The training in bloodstain pattern recognition will include over 20 representatives from across the criminal justice system in Guyana. The training commenced Monday and is set to conclude this Friday, March 1, 2019.
Bloodstain pattern recognition and analysis is an area of forensic science where experts examine the size, shape, location, and distribution patterns of bloodstains in order to determine the physical events that occurred at a crime or sudden death scene.

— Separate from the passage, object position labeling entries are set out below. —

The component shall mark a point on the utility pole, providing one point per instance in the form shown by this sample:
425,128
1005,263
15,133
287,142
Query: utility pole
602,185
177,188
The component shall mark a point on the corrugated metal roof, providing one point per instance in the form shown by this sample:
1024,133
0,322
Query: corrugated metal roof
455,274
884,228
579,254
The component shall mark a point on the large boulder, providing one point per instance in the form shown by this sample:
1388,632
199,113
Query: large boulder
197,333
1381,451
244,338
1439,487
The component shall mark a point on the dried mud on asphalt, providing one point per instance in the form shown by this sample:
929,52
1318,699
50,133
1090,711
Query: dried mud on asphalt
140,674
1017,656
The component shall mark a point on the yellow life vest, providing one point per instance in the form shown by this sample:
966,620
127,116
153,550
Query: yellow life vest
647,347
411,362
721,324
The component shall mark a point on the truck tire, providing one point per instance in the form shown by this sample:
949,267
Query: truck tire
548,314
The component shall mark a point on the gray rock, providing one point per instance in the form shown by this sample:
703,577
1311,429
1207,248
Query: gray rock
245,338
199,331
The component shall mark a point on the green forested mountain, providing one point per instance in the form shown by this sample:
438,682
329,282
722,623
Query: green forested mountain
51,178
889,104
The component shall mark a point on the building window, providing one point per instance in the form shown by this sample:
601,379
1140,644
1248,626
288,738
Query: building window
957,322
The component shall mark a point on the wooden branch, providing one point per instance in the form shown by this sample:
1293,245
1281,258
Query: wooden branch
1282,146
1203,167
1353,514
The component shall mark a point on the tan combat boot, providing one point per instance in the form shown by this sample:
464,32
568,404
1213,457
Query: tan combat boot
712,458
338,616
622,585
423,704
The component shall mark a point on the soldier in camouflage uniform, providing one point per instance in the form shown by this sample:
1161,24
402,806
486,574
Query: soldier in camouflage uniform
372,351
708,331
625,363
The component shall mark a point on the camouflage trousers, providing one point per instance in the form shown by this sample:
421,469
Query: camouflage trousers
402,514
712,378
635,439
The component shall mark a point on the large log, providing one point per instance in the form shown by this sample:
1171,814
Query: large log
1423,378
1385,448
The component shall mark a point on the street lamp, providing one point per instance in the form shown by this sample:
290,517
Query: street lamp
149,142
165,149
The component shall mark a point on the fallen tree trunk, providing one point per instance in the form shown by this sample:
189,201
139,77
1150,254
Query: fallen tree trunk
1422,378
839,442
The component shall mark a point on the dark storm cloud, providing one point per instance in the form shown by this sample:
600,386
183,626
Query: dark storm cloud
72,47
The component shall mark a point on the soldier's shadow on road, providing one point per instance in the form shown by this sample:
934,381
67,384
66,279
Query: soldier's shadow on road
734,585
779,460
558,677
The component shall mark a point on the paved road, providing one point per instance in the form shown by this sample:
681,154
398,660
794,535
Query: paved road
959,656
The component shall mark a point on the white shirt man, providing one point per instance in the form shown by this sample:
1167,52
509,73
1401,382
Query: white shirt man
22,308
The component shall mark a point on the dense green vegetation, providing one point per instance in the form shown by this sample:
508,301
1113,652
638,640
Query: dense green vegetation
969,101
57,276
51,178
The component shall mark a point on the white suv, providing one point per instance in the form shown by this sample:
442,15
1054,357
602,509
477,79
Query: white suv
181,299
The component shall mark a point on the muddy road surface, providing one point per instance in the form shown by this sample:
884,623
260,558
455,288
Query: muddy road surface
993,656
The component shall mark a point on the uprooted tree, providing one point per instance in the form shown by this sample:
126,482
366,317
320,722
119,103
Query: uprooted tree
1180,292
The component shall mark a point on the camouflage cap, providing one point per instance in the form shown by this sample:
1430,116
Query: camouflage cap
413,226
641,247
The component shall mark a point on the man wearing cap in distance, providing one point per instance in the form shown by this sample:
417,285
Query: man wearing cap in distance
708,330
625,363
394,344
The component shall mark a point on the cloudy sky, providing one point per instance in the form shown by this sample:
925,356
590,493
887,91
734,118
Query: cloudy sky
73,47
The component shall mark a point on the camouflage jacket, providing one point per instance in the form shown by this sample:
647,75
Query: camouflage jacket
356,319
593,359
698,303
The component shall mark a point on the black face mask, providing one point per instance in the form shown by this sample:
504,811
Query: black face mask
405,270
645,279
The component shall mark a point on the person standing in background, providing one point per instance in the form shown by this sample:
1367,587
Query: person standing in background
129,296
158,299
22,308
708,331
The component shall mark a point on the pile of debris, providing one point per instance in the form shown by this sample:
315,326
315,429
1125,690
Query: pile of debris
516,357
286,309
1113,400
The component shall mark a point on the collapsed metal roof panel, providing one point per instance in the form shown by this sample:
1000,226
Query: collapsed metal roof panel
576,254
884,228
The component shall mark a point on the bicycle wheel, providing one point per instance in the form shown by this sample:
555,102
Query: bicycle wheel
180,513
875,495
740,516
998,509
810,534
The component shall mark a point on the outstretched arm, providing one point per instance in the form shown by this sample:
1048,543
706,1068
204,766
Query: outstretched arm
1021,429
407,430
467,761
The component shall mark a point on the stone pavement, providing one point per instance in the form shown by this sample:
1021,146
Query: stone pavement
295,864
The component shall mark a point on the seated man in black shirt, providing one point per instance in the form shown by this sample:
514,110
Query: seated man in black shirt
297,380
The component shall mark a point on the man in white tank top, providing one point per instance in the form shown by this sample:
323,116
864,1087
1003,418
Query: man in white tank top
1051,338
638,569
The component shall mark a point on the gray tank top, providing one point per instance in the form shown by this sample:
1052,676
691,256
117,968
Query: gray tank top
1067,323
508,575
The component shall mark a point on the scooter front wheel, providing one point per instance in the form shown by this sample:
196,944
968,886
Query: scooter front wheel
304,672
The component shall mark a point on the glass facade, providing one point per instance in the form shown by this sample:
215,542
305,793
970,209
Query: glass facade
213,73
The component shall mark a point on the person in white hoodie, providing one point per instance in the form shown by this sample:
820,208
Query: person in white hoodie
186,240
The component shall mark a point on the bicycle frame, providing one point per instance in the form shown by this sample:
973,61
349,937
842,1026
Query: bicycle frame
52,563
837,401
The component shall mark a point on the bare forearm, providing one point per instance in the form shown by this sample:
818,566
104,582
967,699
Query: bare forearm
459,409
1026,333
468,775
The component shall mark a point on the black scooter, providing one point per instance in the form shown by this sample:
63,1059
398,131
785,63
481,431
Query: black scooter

This new skill set will support Guyana’s Police Force (GPF) to solve serious crimes, including homicides and other investigations involving blood deposits. The weeklong training includes a mix of theoretical and practical sessions. Mr. Jon Forsythe, an expert in the field and a retired member of the Royal Canadian Mounted Police (RCMP) with over 38 years of policing experience will lead the training.
The course, offered in Guyana for the first time, will give GPF personnel the unique opportunity to gain in-depth exposure to knowledge on recognition of bloodstain patterns and their significance in criminal investigations. Participants will learn the history of bloodstain pattern analysis as it pertains to forensic science. They will learn about human anatomy, biology of blood, where the stain originated from, including the value of proper collection for DNA profiling.
All levels of justice sector officials will benefit from the training. In keeping with a comprehensive approach, the event will also include investigators, prosecutors, members of the judiciary and the Guyana Forensic Science Laboratory.
The Embassy and INL grantee Justice Education Society of British Columbia will organize and facilitate the training, according to information released by the Force.